Process review: how often should you do it?

eQMS Blog

Changes in the environment, whether that be advances and implementation of new technologies, changes in the physical environment, or key personnel could mean that, before your very eyes, your processes may become outdated, inefficient, and obsolete.

The need for continuous improvement of processes is the main reason reviewing is important, but the time taken to do those reviews is key to business growth. So, do you need to have a process to review a process?


In a word, Yes, but it’s not as bad as it seems. It’s all about being ready to look at what’s been the norm and change it up, ready or not. Let’s have a look at a few of the reasons why your review timing is mandatory, immediate, or on a more informal need-by-need basis.

When should I review it?

Key processes and their documentation vary from business to business, and of course from task to task. What will take priority for some may even not be on the radar for others. For many, the time frames are quite regimented.

If you have a structured and certified (quality) management system like ISO 9001 then you will be aware of having to review processes at least once a year for internal audit requirements. Keep in mind, there is assistance available. Using relevant and intuitive software to ease the burden, can be a welcome tool. In addition to internal audits, an auditor from the certification body will be a familiar visitor, conducting the required external audit. Every process should be audited by an external auditor for every certification renewal cycle, which is three years for ISO 9001. Both internal and external reviews are essential and key to the process but if you dread the thought, or find your eyes are glazing over right now, remember that directives are not a bad thing. Structure tends to breed conformity, yes, but it also lends itself to confidence and stability. Apart from regulatory reviews, the reviewing processes need not be an all-or-nothing situation. Amendments can be considered at any stage of the review process, with key staff being asked to undertake a review at a moment’s notice.

Imagine you are faced with a sudden resignation of a key member of senior management. Years of knowledge could, and will, walk out the door with this person. This is a situation that needs immediate attention. Personnel changes and employment strategies may need reviewing only on an ad hoc basis due to out-of-the-blue, changes in management or through new government employee regulations changes, but unforeseen events will test you and your processes.

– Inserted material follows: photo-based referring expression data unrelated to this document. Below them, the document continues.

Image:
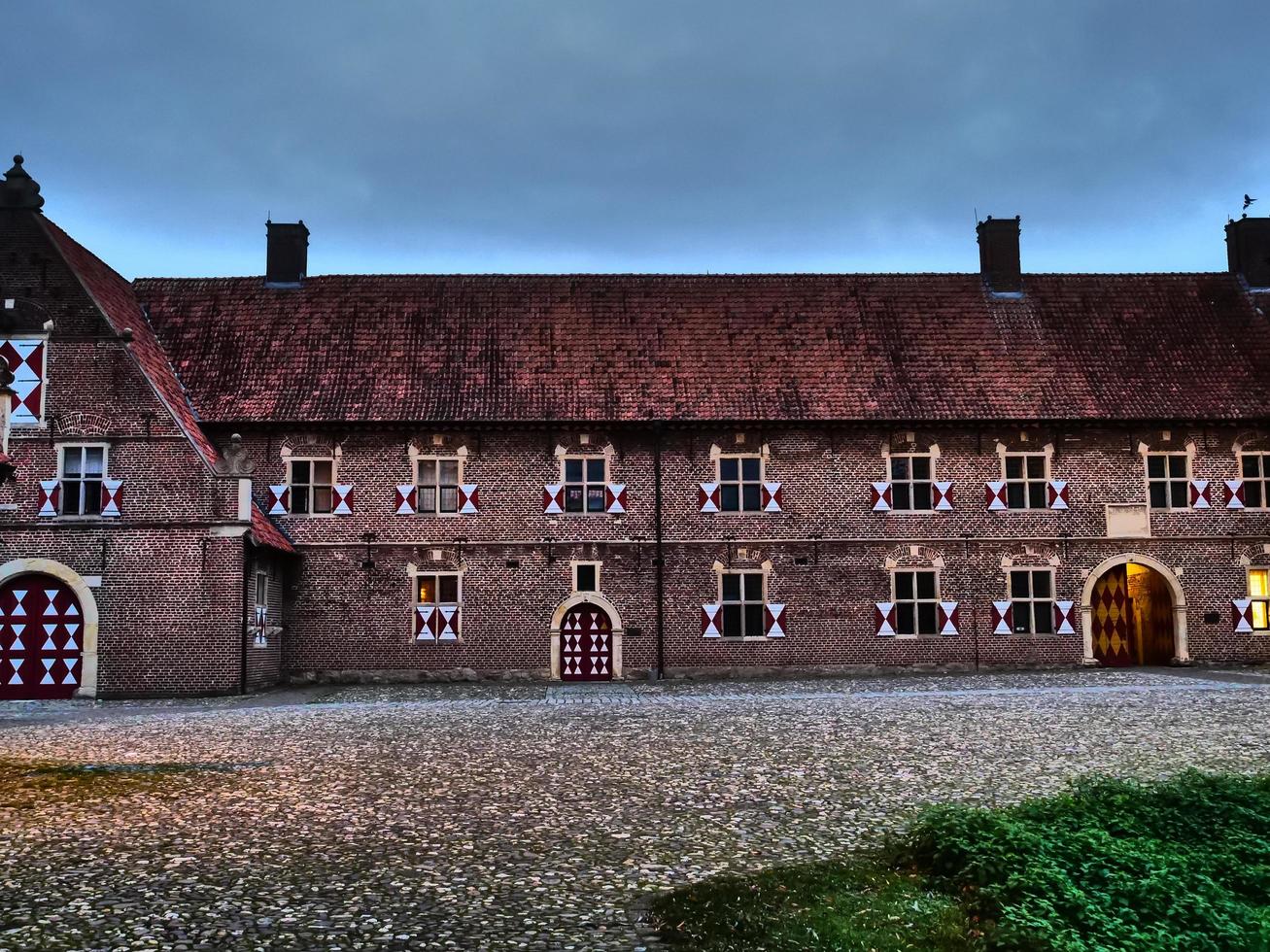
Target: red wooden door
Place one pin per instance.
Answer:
(586, 645)
(41, 638)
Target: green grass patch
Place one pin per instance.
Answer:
(29, 783)
(1110, 865)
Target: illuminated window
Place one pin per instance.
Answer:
(310, 483)
(1258, 591)
(1169, 480)
(1254, 468)
(1031, 596)
(917, 598)
(910, 477)
(584, 477)
(740, 479)
(1025, 481)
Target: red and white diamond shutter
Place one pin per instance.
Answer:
(25, 358)
(943, 495)
(707, 496)
(773, 620)
(772, 497)
(884, 617)
(342, 499)
(711, 621)
(1235, 497)
(1200, 495)
(879, 496)
(112, 495)
(405, 500)
(468, 499)
(995, 495)
(1241, 613)
(615, 497)
(50, 496)
(41, 638)
(1055, 493)
(280, 500)
(553, 499)
(1064, 617)
(1002, 617)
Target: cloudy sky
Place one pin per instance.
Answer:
(686, 136)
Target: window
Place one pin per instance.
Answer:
(310, 483)
(438, 589)
(586, 576)
(910, 476)
(83, 471)
(1031, 595)
(1169, 480)
(1258, 591)
(740, 479)
(1026, 481)
(741, 604)
(584, 477)
(437, 485)
(1254, 468)
(917, 598)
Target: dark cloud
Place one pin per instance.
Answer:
(580, 135)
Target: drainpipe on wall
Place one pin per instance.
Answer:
(247, 550)
(658, 561)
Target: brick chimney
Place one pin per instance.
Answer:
(998, 255)
(1248, 249)
(288, 259)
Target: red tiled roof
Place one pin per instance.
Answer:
(851, 347)
(115, 297)
(265, 532)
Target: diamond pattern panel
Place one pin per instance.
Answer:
(41, 638)
(586, 645)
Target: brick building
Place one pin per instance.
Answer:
(223, 483)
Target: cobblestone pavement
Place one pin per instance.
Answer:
(518, 816)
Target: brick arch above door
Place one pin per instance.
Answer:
(87, 604)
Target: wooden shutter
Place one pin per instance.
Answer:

As another example, if you’ve had an incident where someone has been injured in the workplace, and people did not know what to do, the task is clear. So then, is the need for a review and communication of the process.

These types of emergency reviews are generally created from a specific happening, an unforeseen occurrence that has been identified as worthy of attention. From all accounts, the most important time to review, it seems, is when there is a change. A change in direction for the business, the creation of new departments, or new positions within the organization do point to some areas that may need to be looked at, but just a newness creates a need, and so does stability.

Determining regularity is all about identifying the task at hand. If you look at it like project management it may help to make more sense. For new processes, it is probably wise to monitor progress on a more regular basis. These are the times when teething problems are first identified. Don’t see this identification of issues as a failure of the process, or that of the creator, but simply as a perfect opportunity to fine-tune some of the more elusive points. You’d be surprised how many things raise their ugly heads when poked. Hey, they may be ugly but they bring you a gift. The gift of opportunity.

What if it’s not broken?

It’s easy to think that while things are going well, it’s best to leave well enough alone. Not so, my hopeful friends, for it is these times when we should be looking at reviewing current processes. It is times of steadiness that can direct us to further success, by the mere reinvention of ourselves. 

It is what it is, and if a business is to generate continuous growth and strength in what is essentially a demanding marketplace, the right amount of attention, in the right ways can be the betterment for all involved.

The End Game

If you weren’t under the impression before that you need to have eyes in the back of your head, you should be now.

Processes can be a double-edged sword. They can raise the blood pressure of even the most serene of us and turn us into pen-wielding, red-faced maniacs. Or they can be seen as what they are. Continuous process improvement is a volatile, fickle mistress, yes, but an essential one. She offers self-reflection and the chance for progression. Very few things survive being put under a microscope but a process, given the right treatment, can survive both drought and flood. It is with all of this in mind that suggests knowing your business well, and knowing what drives your success, for now, and tomorrow as you look to the future.